Byron Energy Limited (Byron) (BYE) is very pleased to announce it has executed a nonbinding
Letter of Intent (LOI) with the South Marsh Island Block 69 (SM69) leasehold interest owners for the drilling
of a SM69 E2 well off the recently acquired E Platform (see Attachment 1). The SM69 E2 wellbore will be drilled to a
measured depth of approximately 8,750 feet (8,120 feet true vertical depth) and will target total mapped gross
Prospective Resources* of approximately 2.0 million barrels of oil (Mmbo) + 2.3 billion cubic feet of gas (“Bcfg”),
which equates to 1.6 Mmbo + 1.8 Bcfg NET to Byron at 100% working interest (at 80.33% NRI), in 6 stacked amplitude supported sands in fault block “B” on SM69. This fault block is interpreted to be an up-dip pool potentially fault separated from analogous production in the immediately adjacent fault block “A” on SM58. Fault block A has to date produced a combined gross total of approximately 3.4 Mmbo + 4.3 Bcfg from multiple wellbores completed in zones equivalent to these 6 target sands. The primary target of the E2 well, the B65 (K4) Sand, has to date produced approximately 13 Mmbo in the SM73 Field (see Attachment 2). Byron and the SM69 leaseholders are working to finalize documentation of a formal Joint Exploration Agreement relating to the E2 well and the north-east 1/4 of the north-east1/4 of SM69 lease block and related Production Handling Agreement in the next 45 days.

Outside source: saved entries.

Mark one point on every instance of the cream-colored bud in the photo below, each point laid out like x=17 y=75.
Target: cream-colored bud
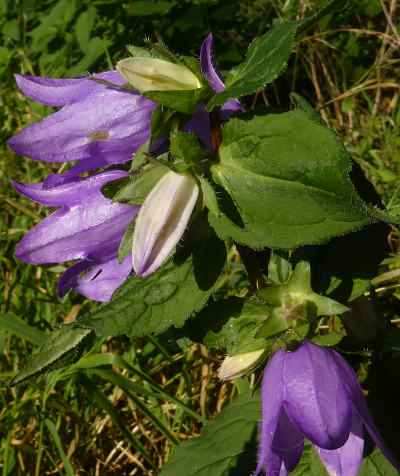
x=153 y=74
x=162 y=220
x=238 y=365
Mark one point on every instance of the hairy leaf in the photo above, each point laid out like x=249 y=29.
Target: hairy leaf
x=227 y=445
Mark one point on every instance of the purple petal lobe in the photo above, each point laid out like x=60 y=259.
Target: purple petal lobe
x=208 y=66
x=90 y=228
x=287 y=448
x=272 y=395
x=100 y=282
x=58 y=92
x=200 y=125
x=356 y=396
x=314 y=399
x=108 y=124
x=346 y=461
x=70 y=193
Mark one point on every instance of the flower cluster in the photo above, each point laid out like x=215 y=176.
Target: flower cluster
x=102 y=124
x=313 y=393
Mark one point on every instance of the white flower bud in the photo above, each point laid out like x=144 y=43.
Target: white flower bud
x=153 y=74
x=238 y=365
x=162 y=220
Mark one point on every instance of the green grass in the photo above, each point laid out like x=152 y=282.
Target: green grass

The drilling of a SM69 E2 well under a Joint Exploration Agreement would build on the recent SM69 E Platform
acquisition by Byron and if successful adds to the E Platform area asset value. Byron previously announced on February 14, 2019 that it had closed on the acquisition of SM58 and associated SM69 E area assets for a sum of US$4.25million with an effective date of January 1, 2019; Byron further outlined future drilling opportunities and prospective resource potential on the SM58 lease block in their announcement of March 18, 2019. The SM69 E2 opportunity provides a near term, low risk drilling location in addition to those prospective resource opportunities previously identified on SM58 and is expected to be drilled by Byron in August 2019. The drilling of the E2 well off the existing E Platform provides a short timeline to first production (2-4 months) in a success case. Byron is currently finalising contract negotiations with rig contractor for the planned drilling of multiple wells within the SM73 Field area with a preliminary activity timeline outlined in Attachment 3.
As part of the recently announced SM58 transaction, Byron now holds a 53% WI (44.165% NRI) in the SM69 E Platform, the SM58 E1 wellbore, and the SM69 E to SM69 B flowlines located on adjacent SM69; all part of the greater SM73 Field (Attachment 1). Under the LOI Byron has the right to earn 100% WI (83.33% NRI) in the E2 and related reservoirs in the NE1/4NE1/4 SM69 less , and subject to, a 3% NRI Overriding Royalty Interest (ORRI) Before Project Payout (“BPPO”) , retained by the SM69 Leasehold interest owners, which is then convertible at their election upon Project Payout to either a 6% ORRI or a 30% WI After Project Payout (APPO) (i.e., the recovery by Byron of all E2 Project Costs, including but not limited to the E2 drilling, completion, construction, pipeline & facility modification, all leasehold burdens, and Lease Operating Costs attributable to the E2, until E2 Project Payout achieved). Byron shall operate the drilling and development of the E2 well with anticipated production operations provided by the SM69 operator, ANKOR E&P Holdings Corporation.
SM58 E1 Producing Asset:
Production from the existing SM58 E1 wellbore flows from the SM69 E Platform to the SM69 B Platform where
separation and processing occurs. The SM69 E Platform is a recently constructed (2013) two slot structure with one
well slot utilized, one slot available for the E2, and offers expansion potential of an additional third slot. The SM58 E1
well is currently producing approximately 120 barrels of oil per day (“Bopd”) and 0.150 million cubic feet of gas per
day (“Mmcfd”), on a gross basis and 53 Bopd and 0.066 Mmcfd net to Byron.
Maynard Smith, Byron’s CEO had this to say regarding SM69:
“The securing of this SM69 letter agreement provides a basis for additional drilling off the SM69 E platform and
potential production growth in a success case. Byron is working with the SM69 operator and leaseholders to finalize
a Joint Exploration Agreement and Byron will look to advance drilling on the northern flank of the SM73 Field starting
with the E2 well in 3Q/2019 pending necessary permitting and rig availability. The SM69 E2 is one of several newly
recognized lower risk opportunities in the SM58/69 area identified on Byron’s proprietary 2019 RTM/VIP data set.